Department of Psychology, Southern Methodist University, PO Box 750442, Dallas, TX 75275-0442, USA.
Psychosom Med. 2013 Feb;75(2):187-95. doi: 10.1097/PSY.0b013e31827d1072. Epub 2013 Jan 16.
Anxiety and panic are associated with the experience of a range of bodily symptoms, in particular unpleasant breathing sensations (dyspnea).
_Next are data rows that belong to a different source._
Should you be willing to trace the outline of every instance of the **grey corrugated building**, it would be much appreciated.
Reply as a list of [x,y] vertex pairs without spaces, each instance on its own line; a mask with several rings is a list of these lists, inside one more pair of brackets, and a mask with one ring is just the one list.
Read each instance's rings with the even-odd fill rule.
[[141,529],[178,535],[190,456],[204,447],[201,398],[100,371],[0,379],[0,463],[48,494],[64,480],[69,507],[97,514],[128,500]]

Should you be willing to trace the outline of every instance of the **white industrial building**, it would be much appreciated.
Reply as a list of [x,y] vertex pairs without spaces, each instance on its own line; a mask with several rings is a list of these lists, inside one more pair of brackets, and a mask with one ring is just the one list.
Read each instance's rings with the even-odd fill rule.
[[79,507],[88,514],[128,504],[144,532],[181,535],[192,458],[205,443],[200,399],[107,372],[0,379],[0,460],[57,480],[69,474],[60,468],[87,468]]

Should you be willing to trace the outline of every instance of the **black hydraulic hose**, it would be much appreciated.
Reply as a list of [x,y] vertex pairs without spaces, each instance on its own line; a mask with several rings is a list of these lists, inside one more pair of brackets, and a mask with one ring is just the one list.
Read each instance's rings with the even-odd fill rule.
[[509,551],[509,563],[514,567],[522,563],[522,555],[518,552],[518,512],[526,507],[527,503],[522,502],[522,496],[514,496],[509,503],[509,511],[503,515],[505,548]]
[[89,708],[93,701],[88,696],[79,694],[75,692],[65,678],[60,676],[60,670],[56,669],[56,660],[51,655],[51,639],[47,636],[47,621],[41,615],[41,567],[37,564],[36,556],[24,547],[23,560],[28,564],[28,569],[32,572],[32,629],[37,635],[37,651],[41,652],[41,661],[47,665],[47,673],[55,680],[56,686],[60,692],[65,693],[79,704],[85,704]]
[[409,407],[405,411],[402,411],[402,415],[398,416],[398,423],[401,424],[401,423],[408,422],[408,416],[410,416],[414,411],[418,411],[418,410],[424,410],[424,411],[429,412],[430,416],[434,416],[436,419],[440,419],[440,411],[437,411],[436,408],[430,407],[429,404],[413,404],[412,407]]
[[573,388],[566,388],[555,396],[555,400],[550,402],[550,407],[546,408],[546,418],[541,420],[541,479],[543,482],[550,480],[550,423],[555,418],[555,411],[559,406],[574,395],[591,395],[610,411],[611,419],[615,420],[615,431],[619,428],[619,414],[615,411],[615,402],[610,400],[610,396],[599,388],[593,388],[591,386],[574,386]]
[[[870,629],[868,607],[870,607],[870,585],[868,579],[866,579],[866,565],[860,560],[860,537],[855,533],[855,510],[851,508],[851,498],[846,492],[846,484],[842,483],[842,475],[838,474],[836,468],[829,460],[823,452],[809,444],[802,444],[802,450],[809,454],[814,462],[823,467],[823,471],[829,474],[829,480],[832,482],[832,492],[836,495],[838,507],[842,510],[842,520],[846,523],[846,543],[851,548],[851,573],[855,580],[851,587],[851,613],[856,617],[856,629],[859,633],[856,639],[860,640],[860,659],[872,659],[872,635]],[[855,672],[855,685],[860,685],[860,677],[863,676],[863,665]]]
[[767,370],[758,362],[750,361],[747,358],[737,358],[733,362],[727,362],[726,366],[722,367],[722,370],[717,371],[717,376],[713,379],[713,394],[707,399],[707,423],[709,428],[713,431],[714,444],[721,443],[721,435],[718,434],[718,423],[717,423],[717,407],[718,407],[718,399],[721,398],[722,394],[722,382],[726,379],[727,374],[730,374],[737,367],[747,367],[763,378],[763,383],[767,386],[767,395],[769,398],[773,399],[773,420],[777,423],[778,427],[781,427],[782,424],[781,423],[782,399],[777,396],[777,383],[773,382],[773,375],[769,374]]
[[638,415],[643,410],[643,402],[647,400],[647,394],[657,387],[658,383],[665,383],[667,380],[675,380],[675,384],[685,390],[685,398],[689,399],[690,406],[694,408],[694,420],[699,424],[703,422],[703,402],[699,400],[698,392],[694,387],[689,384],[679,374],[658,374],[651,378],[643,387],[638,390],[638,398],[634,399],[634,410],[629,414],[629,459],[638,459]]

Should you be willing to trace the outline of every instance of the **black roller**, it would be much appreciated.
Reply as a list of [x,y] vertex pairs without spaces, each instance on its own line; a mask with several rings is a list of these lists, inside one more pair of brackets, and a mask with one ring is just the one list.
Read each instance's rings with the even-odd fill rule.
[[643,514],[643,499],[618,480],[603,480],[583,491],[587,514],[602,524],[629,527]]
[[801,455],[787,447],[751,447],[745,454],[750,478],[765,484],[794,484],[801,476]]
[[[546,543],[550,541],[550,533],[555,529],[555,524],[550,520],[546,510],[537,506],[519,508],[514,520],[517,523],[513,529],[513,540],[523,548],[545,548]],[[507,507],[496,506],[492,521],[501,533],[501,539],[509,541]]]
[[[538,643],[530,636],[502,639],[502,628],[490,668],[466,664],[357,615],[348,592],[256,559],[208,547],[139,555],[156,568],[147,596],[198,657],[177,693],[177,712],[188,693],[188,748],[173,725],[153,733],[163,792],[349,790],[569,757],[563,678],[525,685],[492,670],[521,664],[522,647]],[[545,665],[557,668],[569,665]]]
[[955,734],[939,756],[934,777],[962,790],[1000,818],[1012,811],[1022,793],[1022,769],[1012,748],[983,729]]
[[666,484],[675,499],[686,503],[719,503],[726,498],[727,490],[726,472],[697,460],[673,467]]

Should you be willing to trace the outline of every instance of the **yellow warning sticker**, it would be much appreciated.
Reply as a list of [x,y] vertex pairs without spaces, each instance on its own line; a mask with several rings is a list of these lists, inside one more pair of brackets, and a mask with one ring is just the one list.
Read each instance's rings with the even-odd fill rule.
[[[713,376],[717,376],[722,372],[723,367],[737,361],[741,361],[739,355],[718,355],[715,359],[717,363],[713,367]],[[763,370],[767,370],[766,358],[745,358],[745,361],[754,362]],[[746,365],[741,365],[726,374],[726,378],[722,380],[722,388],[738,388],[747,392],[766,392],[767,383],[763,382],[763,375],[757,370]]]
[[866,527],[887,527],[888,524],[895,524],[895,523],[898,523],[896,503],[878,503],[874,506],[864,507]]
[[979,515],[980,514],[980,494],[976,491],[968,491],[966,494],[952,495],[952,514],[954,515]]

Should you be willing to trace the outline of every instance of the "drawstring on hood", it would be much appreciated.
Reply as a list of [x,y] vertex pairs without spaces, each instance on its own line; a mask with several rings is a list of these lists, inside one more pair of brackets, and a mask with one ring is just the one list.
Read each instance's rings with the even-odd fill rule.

Respiratory theories of panic disorder have focused on disturbances in blood gas regulation, but respiratory muscle tension as a source of dyspnea has not been considered. We therefore examined the potential of intercostal muscle tension to elicit dyspnea in individuals with high anxiety sensitivity, a risk factor for developing panic disorder.
Individuals high and low in anxiety sensitivity (total N=62) completed four tasks: electromyogram biofeedback for tensing intercostal muscle, electromyogram biofeedback for tensing leg muscles, paced breathing at three different speeds, and a fine motor task. Global dyspnea, individual respiratory sensations, nonrespiratory sensations, and discomfort were assessed after each task, whereas respiratory pattern (respiratory inductance plethysmography) and end-tidal carbon dioxide (capnography) were measured continuously.
In individuals with high compared to low anxiety sensitivity, intercostal muscle tension elicited a particularly strong report of obstruction (M=5.1, SD=3.6 versus M=2.5, SD=3.0), air hunger (M=1.9, SD=2.1 versus M=0.4, SD=0.8), hyperventilation symptoms (M=0.6, SD=0.6 versus M=0.1, SD=0.1), and discomfort (M=5.1, SD=3.2 versus M=2.2, SD=2.1) (all p values<.05). This effect was not explained by site-unspecific muscle tension, voluntary manipulation of respiration, or sustained task-related attention. Nonrespiratory control sensations were not significantly affected by tasks (F<1), and respiratory variables did not reflect any specific responding of high-Anxiety Sensitivity Index participants to intercostal muscle tension.
Respiratory muscle tension may contribute to the respiratory sensations experienced by panic-prone individuals. Theories and treatments for panic disorder should consider this potential source of symptoms.
焦虑和恐慌与一系列身体症状有关,特别是不愉快的呼吸感觉(呼吸困难)。恐慌障碍的呼吸理论集中在血气调节紊乱上,但尚未考虑呼吸肌紧张作为呼吸困难的来源。因此,我们研究了肋间肌紧张在高焦虑敏感个体中引起呼吸困难的潜力,高焦虑敏感是发展为恐慌障碍的风险因素。
高焦虑敏感(总 N=62)和低焦虑敏感个体完成了四项任务:肋间肌紧张肌电生物反馈、腿部肌肉紧张肌电生物反馈、三种不同速度的呼吸节奏、精细运动任务。在完成每个任务后,评估整体呼吸困难、个体呼吸感觉、非呼吸感觉和不适,同时连续测量呼吸模式(呼吸感应体积描记法)和呼气末二氧化碳(呼气末二氧化碳描记法)。
与低焦虑敏感个体相比,高焦虑敏感个体的肋间肌紧张会引起特别强烈的阻塞感(M=5.1,SD=3.6 与 M=2.5,SD=3.0)、空气饥饿感(M=1.9,SD=2.1 与 M=0.4,SD=0.8)、过度通气症状(M=0.6,SD=0.6 与 M=0.1,SD=0.1)和不适(M=5.1,SD=3.2 与 M=2.2,SD=2.1)(所有 p 值均<.05)。这种效应不能用非特定部位肌肉紧张、自愿控制呼吸或持续的任务相关注意力来解释。非呼吸控制感觉不受任务影响(F<1),呼吸变量也不能反映高焦虑敏感指数参与者对肋间肌紧张的特定反应。
呼吸肌紧张可能导致易惊恐个体的呼吸感觉。恐慌障碍的理论和治疗方法应考虑这种潜在的症状来源。